L’autre incongruité du DSCE vient de la plate-forme portuaire de Kribi. Présentée à plusieurs reprises comme une réussite patente du DSCE, le Port en Eau Profonde de Kribi n’est dans les faits qu’un miroir aux alouettes. « Les installations portuaires et urbaines inachevées, le transport maritime qui est la fonction amont d’un Port se gagne sur le terrestre. Or à Kribi, il n’existe pas encore une logistique arrière pour tirer le flux de marchandises qui devra être réceptionné au Pak. Le Port de kribi qui n’est qu’un port de transit (ne dispose pas de zone de stockage dans le domaine portuaire), il ne peut accueillir que 4 à 10 mille conteneurs », nous confiait un expert au démarrage des activités du Port Autonome de Kribi en mars 2018. Suspendus depuis le 26 novembre 2018 par l’entreprise China Harbour Engineering Company LTD (CHEC) pour non-paiement, les travaux de construction de l’autoroute Kribi-Lolabé, n’ont repris qu’en début de l’année en cours. Dans l’intervalle, le Pak fonctionne au rabais et l’évacuation d’une partie de conteneurs vers le Port de Douala n’y change pas grand-chose.
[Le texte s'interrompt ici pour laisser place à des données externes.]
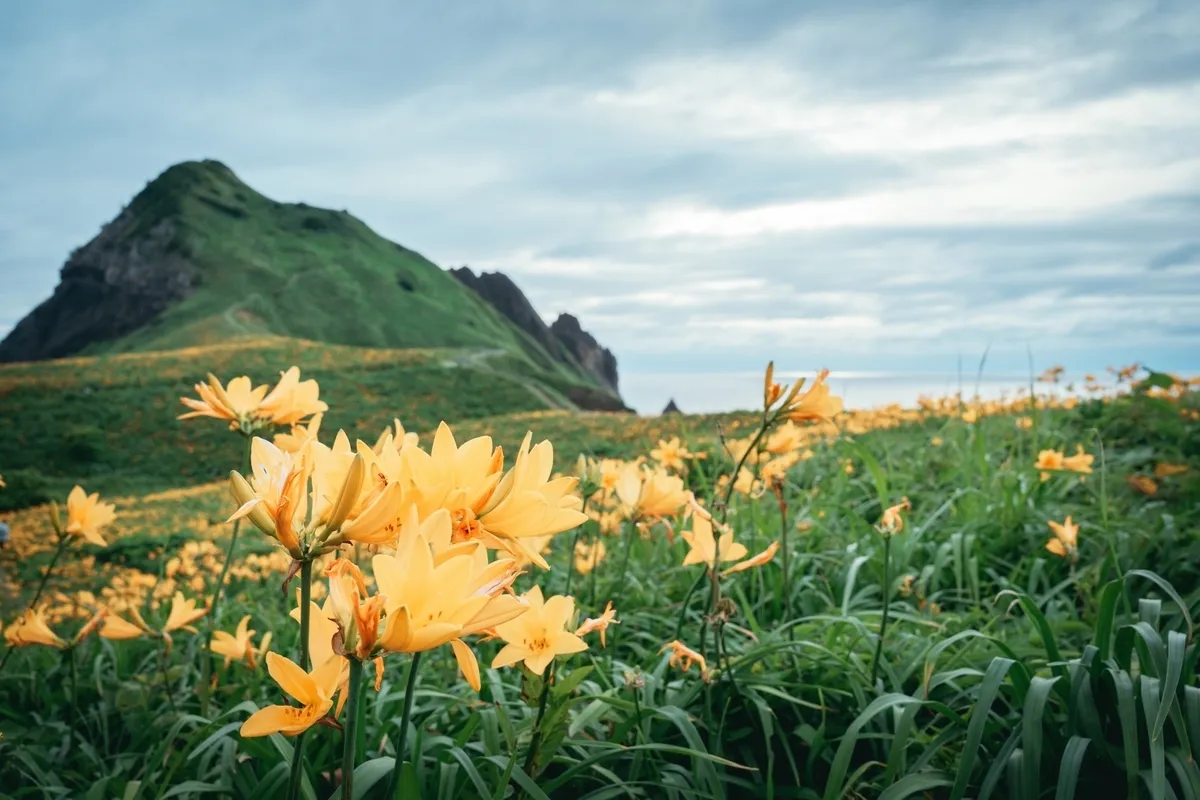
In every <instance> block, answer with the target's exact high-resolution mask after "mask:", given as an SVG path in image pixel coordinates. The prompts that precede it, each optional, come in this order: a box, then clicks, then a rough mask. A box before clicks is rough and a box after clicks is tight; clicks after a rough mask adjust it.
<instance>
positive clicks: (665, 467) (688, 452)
mask: <svg viewBox="0 0 1200 800" xmlns="http://www.w3.org/2000/svg"><path fill="white" fill-rule="evenodd" d="M695 457H696V453H694V452H690V451H689V450H688V446H686V445H685V444H683V443H682V441H680V440H679V437H671V439H659V446H658V447H655V449H654V450H652V451H650V458H653V459H654V461H656V462H659V464H660V465H661V467H662V468H664V469H673V470H676V471H677V473H679V471H683V470H684V468H686V465H688V464H686V463H685V459H689V458H695Z"/></svg>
« Sans boussole, sans évaluation… »

Au final, excepté le barrage de Lom Pangar et dans une moindre mesure le 2E pont sur le Wouri (lui-même remis en question) c’est quasiment l’ensemble des projets structurants du DSCE qui piétinent. « Il a manqué un système d’évaluation, on ne savait pas trop qui était en charge de quoi », stigmatisait encore le Pr Tsafack Nanfosso au lancement de la Stratégie Nationale de Développement 2020-2030. « Il y a eu un problème méthodologique, renchérit l’économiste Albert Ze. Il y a eu un éparpillement d’énergies sans réelle boussole. On a eu un plan triennal, un plan d’urgence qui sont venus se greffer au DSCE sans résultats palpables. Il y a eu trop d’ambition par rapport aux capacités de mobilisation des ressources. Les dépenses n’étaient pas rationnelles et en plus on a affaire à un gouvernement pléthorique incompatible avec le souci d’efficacité », ajoute-t-il. Autant de lacunes que la Stratégie Nationale de Développement 2020-2030 lancée il y -a quelques semaines entend combler. On attend de voir.